8. The method according to any one of 7. 9. The reference part has a reference surface, which is moved in such a way that the reference surface is reciprocated on a linear path, the extreme position of the movement being the measurement position. , a method according to any one of claims 3 to 7. 10. Method according to claim 1, characterized in that the neutral position of the measuring part and/or the measuring position of the reference part are adjustable. 11. A deflectable measuring part, a reference part, having a neutral position and force means for pulling it back into said neutral position.

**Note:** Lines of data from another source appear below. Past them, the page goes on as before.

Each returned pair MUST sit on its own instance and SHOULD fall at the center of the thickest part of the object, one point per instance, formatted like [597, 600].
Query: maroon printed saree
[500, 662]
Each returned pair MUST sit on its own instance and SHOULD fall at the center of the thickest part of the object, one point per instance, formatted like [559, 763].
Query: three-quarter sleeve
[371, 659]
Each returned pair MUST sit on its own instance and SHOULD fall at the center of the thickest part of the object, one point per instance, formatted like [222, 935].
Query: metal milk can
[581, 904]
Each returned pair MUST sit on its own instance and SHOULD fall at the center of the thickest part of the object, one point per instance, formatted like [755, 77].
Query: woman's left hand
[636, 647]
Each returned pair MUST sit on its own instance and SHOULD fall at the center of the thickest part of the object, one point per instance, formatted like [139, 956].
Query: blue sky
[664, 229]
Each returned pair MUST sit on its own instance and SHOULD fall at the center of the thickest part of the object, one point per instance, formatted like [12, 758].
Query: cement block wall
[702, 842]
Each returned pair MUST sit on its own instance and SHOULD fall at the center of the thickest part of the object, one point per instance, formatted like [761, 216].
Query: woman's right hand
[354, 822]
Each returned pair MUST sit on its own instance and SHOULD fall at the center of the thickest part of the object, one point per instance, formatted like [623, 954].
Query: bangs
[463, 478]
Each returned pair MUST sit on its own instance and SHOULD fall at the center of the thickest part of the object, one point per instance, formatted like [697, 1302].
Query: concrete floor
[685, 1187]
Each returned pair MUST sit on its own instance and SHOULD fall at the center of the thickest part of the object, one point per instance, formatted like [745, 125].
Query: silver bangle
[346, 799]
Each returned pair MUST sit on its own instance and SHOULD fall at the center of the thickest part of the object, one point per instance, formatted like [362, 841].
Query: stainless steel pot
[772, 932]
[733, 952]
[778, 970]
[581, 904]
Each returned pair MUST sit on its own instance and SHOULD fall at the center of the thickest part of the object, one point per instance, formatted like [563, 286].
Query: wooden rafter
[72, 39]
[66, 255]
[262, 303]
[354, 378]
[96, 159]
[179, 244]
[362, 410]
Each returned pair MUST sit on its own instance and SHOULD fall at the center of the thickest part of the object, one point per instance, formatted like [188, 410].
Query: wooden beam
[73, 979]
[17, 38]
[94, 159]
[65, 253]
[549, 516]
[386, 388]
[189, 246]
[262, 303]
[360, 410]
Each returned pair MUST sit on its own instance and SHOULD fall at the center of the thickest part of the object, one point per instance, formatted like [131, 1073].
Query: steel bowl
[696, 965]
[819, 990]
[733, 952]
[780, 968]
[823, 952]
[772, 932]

characterized by a sensor and an evaluation device for measuring the deflection of the measuring part, the reference part having at least one reference surface, arranged in a movable manner and the one or more reference surfaces controlling the movement of the reference part; Apparatus for carrying out the method according to any one of claims 1 to 10, operatively connected to the drive means in such a manner as to engage the scale flow in time. 12. The reference part is an impeller (22) rotatable about a shaft or spindle (23) with one or more blades (22.1/2/3/4) homogeneously distributed around its circumference. 12. Apparatus according to claim 11 for carrying out the method according to at least one of claims 1 to 9 or 11, characterized in that: , and each vane has a reference surface. 13. Device according to claim 12, characterized in that the impeller (22) is positioned next to the scale flow. 14. The measuring part is a sensing roll (21) arranged in a rotary manner on a shaft (33), and the shaft (33) is connected to a guide (34) running in a bearing (35). the stop (36) limits the movement of the guide (34) relative to the scale flow and the spring (
37) is provided in such a way that it presses the guide (34) against the stop (36) and to which the measuring plunger (41) of the displacement transducer (40) is fixed. Device according to any one of claims 11 to 13, characterized in that: 15. Device according to claim 14, characterized in that the stop (36) is a set screw whose distance from the scale flow is positioned in an adjustable manner. 16. Fixed support portion of spring 37 (38
) is the compressive stress of the spring (37) that causes the set screw (39)
Device according to one of claims 14 or 15, characterized in that it is provided in such a way that it is adjustable.